Wednesday, May 26, 2010

Krugman's Growing Pessimism

The only economist that I trust, Paul Krugman, is growing more despairing that policy makers will get off their duffs and do the right thing. They are falling into the old shibboleths, the same ones that made the Great Depression drag on for more than a decade (and kept Japan in a Great Recession for two decades).

Here is the posting from his NY Times blog:
Reasons To Despair

For some reason today’s papers made me feel especially grim about the prospects for economic recovery — not the economic news so much as what one sees about the mindset of policy makers.

Here’s where we are: growing GDP, but mass unemployment still the law of the land, with only tiny progress so far. What can be done?

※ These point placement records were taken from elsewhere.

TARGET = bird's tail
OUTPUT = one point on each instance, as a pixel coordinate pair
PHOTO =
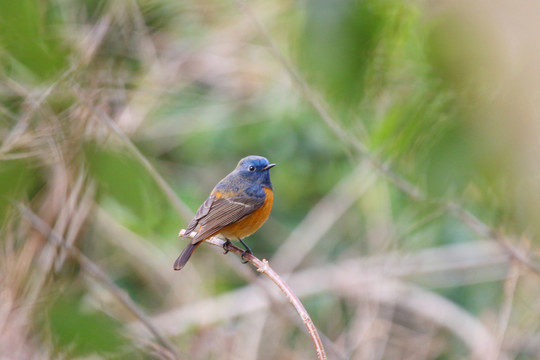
(185, 255)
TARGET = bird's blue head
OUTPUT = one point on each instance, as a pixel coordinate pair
(255, 168)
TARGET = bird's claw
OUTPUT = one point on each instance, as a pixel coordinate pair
(244, 261)
(226, 246)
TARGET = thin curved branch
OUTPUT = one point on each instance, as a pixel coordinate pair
(263, 267)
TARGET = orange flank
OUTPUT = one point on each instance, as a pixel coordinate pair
(252, 222)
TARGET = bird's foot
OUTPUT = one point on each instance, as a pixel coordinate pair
(226, 246)
(244, 261)
(247, 251)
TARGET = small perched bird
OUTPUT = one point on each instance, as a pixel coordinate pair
(237, 207)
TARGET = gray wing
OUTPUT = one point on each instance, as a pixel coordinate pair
(217, 213)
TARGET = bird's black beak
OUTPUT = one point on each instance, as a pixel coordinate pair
(269, 166)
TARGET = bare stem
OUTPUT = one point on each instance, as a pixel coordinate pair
(263, 267)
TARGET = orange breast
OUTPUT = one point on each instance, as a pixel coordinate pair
(252, 222)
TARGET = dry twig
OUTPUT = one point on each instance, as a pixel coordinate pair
(264, 267)
(94, 272)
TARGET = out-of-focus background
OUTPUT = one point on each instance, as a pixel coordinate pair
(407, 191)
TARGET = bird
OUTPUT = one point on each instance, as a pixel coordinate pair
(237, 207)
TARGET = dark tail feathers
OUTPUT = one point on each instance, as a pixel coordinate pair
(185, 255)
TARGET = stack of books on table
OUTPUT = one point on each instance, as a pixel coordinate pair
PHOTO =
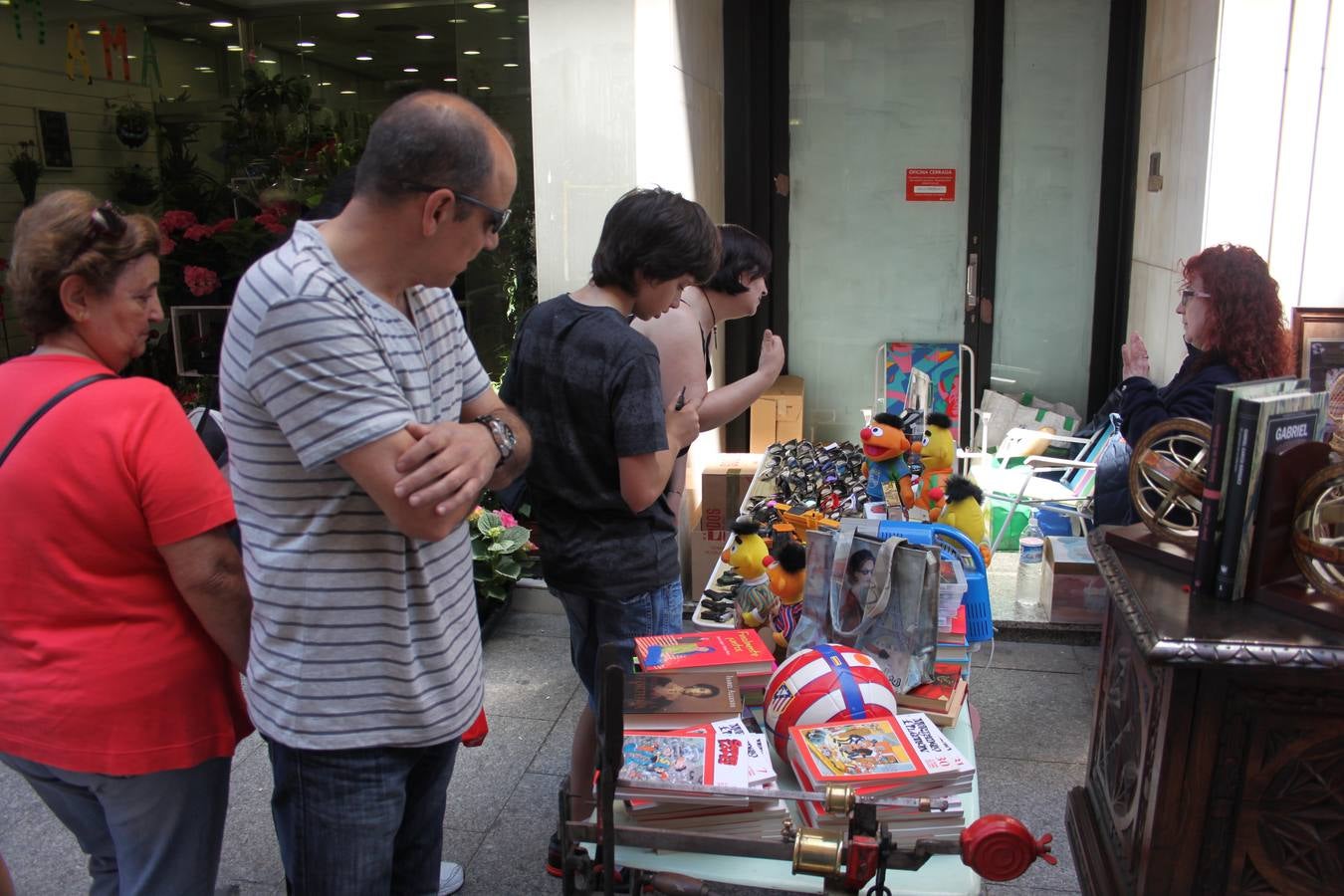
(738, 650)
(902, 757)
(665, 774)
(941, 699)
(952, 642)
(1250, 421)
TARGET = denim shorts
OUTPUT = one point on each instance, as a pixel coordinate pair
(597, 622)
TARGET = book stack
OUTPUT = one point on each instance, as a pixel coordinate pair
(902, 757)
(738, 650)
(723, 754)
(952, 642)
(941, 699)
(671, 700)
(1250, 421)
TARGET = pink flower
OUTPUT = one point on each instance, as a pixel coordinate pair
(177, 219)
(200, 281)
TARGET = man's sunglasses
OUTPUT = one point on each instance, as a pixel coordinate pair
(499, 216)
(107, 220)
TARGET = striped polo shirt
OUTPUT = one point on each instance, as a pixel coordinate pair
(360, 635)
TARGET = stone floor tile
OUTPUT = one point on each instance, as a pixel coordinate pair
(484, 776)
(1039, 716)
(554, 755)
(527, 676)
(1027, 657)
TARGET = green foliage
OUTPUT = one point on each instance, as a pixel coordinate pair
(502, 554)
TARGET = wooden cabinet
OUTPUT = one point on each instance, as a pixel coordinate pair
(1217, 758)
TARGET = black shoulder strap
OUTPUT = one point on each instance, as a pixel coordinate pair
(56, 399)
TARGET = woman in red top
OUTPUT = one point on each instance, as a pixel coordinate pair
(123, 615)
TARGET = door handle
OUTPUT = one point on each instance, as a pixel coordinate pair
(972, 283)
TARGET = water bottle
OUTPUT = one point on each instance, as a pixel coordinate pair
(1031, 559)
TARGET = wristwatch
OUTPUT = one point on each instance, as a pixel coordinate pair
(503, 435)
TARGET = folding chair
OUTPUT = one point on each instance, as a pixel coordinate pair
(951, 367)
(1024, 484)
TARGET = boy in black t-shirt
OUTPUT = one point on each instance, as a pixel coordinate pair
(590, 391)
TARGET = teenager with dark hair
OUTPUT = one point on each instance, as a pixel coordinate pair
(684, 334)
(587, 385)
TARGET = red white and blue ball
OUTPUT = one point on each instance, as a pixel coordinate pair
(828, 683)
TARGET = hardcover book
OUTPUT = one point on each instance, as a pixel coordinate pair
(1216, 477)
(1262, 425)
(738, 649)
(680, 699)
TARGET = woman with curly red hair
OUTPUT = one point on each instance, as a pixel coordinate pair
(1233, 331)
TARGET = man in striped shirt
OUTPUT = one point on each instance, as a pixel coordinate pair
(361, 430)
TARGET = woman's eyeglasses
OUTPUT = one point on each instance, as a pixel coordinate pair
(107, 220)
(1186, 295)
(499, 216)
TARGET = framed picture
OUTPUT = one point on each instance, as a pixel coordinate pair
(54, 138)
(1319, 340)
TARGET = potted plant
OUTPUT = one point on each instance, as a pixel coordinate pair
(502, 554)
(131, 125)
(26, 169)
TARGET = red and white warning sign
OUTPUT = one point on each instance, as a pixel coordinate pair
(930, 184)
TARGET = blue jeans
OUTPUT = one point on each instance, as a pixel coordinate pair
(355, 822)
(152, 833)
(597, 622)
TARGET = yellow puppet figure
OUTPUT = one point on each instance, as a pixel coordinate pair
(964, 512)
(938, 454)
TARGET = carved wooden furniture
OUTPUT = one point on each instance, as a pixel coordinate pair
(1217, 758)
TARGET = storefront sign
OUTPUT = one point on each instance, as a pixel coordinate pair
(930, 184)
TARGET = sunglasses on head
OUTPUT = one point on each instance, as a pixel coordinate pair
(499, 216)
(107, 220)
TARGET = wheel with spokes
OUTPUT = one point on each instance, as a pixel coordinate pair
(1319, 531)
(1167, 479)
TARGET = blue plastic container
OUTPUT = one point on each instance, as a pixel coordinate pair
(980, 623)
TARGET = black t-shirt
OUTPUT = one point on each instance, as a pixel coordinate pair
(590, 391)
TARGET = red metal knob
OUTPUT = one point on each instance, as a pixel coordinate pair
(1002, 848)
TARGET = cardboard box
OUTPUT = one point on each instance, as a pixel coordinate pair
(723, 485)
(1071, 587)
(706, 547)
(777, 415)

Well, we could have more fiscal stimulus — but Congress is balking even at the idea of extending aid for the ever-growing ranks of the long-term unemployed. Fiscal responsibility, you see — hey, and let’s make sure estate taxes stay low!

We could get tough with China, which continues its currency manipulation and, in the face of a world of grossly inadequate demand, is actually tightening monetary policy to avoid an overheating economy — when basic textbook economics says that it should be appreciating its currency instead, which would not only rebalance China’s economy but help the rest of the world. So given China’s outrageous behavior, Geithner went to China, got nothing .. and pronounced himself very pleased.

We could do more through monetary policy. Macro theory suggests that the theoretically right answer, if you can do it, is to get central banks to commit to a higher inflation target. But the Fed and the Bank of Japan say no, because … well, that’s not what central bankers do.

It’s depressing: shibboleths and conventional wisdom are blocking all routes out of this slump. And I worry that policy makers will just sit there, for years and years, all the while congratulating themselves on the soundness of their policies.
I remain optimistic, but I'm probably a fool whistling by the graveyard. Krugman has the knowledge and the data to make judgements I can't fool myself into believing I can honesty make. So this is indeed bad news.